Lists and most other "confusing" parts could be much better understood if you read something about functional programming:

  • list (and pattern) comprehensions are borrowed from Python
  • map-reduce techniques are pure functional concepts (intensively used in Hadoop)
  • switching lists with rows are also common transpositions in the functional world (but not only)
  • chaining operations using intermediate WITH is somehow similar (not identical!) to the WITH nested subquery approach in SQL...

Cheers,
-C

1 Like

I've been coding in Python for fifteen years. I used the published information about Neo4J to write something similar in Python. I've coded in Haskell, and I understand the differences between a functional, imperative, and declarative language. I've been buried in the 4.0 manual since mid March, so I know it pretty much chapter and verse. :slight_smile:

List and pattern comprehensions in Python have very well structured and documented inputs and semantics. The same is actually true of SQL, at least to some extent. That's what I'm looking for here.

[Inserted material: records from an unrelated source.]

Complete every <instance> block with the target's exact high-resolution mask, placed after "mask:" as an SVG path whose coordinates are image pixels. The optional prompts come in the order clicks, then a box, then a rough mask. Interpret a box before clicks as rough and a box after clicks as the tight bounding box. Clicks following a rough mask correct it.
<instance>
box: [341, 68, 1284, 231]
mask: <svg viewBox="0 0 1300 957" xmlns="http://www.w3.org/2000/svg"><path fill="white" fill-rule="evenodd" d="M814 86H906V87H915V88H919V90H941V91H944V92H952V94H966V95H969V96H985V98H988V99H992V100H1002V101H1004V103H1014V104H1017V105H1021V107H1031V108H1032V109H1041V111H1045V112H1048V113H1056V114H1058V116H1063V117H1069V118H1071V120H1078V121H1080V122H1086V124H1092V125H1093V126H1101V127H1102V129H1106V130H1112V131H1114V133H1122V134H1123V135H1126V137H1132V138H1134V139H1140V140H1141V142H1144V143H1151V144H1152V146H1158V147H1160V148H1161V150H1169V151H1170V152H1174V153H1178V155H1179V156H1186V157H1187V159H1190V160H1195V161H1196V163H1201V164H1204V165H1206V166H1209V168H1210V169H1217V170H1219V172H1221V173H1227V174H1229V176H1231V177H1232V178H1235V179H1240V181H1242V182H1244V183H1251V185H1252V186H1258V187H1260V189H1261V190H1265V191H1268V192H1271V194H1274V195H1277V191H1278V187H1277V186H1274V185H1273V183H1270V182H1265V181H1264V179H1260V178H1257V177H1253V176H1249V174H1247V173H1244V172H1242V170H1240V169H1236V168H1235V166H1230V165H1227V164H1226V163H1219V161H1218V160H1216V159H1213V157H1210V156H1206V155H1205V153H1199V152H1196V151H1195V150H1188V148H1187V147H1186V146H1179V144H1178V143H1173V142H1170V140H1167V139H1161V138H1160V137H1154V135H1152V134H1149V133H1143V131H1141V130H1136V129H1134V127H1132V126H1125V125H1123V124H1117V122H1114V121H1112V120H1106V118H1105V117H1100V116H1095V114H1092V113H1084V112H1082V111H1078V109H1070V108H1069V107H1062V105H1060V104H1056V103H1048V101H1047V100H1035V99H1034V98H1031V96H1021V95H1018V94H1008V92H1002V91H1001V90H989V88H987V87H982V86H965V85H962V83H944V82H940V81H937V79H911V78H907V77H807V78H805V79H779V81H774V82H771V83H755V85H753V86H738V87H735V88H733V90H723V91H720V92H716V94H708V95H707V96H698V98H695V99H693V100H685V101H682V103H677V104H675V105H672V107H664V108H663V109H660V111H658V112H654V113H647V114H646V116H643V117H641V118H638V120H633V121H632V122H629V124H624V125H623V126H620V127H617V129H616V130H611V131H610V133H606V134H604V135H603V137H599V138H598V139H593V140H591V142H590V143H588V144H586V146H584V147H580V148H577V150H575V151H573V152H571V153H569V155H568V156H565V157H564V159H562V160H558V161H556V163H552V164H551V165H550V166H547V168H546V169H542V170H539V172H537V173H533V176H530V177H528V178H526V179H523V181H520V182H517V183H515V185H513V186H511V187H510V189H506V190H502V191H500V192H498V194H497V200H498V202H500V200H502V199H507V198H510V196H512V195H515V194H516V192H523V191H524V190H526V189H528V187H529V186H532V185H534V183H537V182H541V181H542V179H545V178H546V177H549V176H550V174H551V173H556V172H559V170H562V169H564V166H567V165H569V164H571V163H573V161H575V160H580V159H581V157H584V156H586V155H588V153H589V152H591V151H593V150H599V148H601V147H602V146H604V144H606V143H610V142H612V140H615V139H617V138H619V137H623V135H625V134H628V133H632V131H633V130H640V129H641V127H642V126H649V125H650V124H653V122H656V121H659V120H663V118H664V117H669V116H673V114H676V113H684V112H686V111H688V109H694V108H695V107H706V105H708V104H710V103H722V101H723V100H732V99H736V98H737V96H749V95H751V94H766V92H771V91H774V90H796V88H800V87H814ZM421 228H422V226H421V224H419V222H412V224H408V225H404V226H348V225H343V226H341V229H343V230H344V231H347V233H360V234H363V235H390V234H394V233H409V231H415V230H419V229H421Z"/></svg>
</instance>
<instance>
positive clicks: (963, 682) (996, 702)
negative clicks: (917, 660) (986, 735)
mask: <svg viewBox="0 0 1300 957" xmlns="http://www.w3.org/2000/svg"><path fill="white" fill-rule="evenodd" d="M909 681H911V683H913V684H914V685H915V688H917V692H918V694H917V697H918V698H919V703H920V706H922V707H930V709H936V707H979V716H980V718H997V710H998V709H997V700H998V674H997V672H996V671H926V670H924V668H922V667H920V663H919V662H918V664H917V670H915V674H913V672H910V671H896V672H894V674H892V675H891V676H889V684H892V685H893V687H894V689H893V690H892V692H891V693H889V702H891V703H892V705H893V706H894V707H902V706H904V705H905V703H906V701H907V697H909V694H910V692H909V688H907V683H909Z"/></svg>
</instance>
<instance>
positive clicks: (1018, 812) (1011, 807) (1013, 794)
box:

When I add a "WITH <> AS <>" statement in Cypher, I want to KNOW what ends up being bound in subsequent statements. Not just the name, but the structure. I don't want to have to discover, through trial and error, when I need "UNWIND", "COLLECT", "LIST", and so on. That's what I'm missing from the cypher docs.

BTW, I'm also familiar with jQuery, Javascript, node JS, and so on. So I think I have a reasonable grasp of the concepts involved and how they're implemented. It is the Cypher language itself that I'm struggling with, more than the abstractions and behaviors it describes.

I DO appreciate your help, BTW. This is very cool technology, and I want to help increase its acceptance.

2 Likes

Ok, here's a very specific example of what I mean.

I have a query that is working and very slow. I'm following guidance and using "profile" to identify and somehow remove "eager" operators. Since it takes a LONG time (several hundred thousand nodes in a MATCH on a VM with limited resources), I wanted to follow other guidance and introduce a LIMIT to the query being profiled. But where? I check the docs, and find nothing that describes where, in a Cypher query, I'm allowed to use LIMIT. The part that's there provides great detail about the argument -- in my case, that's going to be trivial (100). All the examples in the section on LIMIT show its use in RETURN. I can't use RETURN unless I introduce a sub-query because I'm in the middle of a much longer query.

It isn't until I go digging in blog posts that I find I can also use LIMIT as part of a WITH clause.

Aha. Once I know to look at WITH in the docs, I'm all set. I lost about an hour digging and experimenting, rather than optimizing. Even an index of the docs would have avoided this for me.

Once more, I'm not trying to flame or bust anybody's chops, I'm instead hoping to provide feedback for how to make the documentation -- and therefore Neo4J -- easier to learn.

Oh, and by the way -- as so many others have apparently learned, avoiding the EAGER operator is so far my hardest single obstacle. I find the "path" concept easy and intuitive, and it dramatically speeds my creation of an initial schema. The price I'm apparently paying is that my use of this intuitively appealing schema introduces EAGER at multiple steps. At least so far, finding and working around those makes actual query construction in Neo4J far more challenging for me.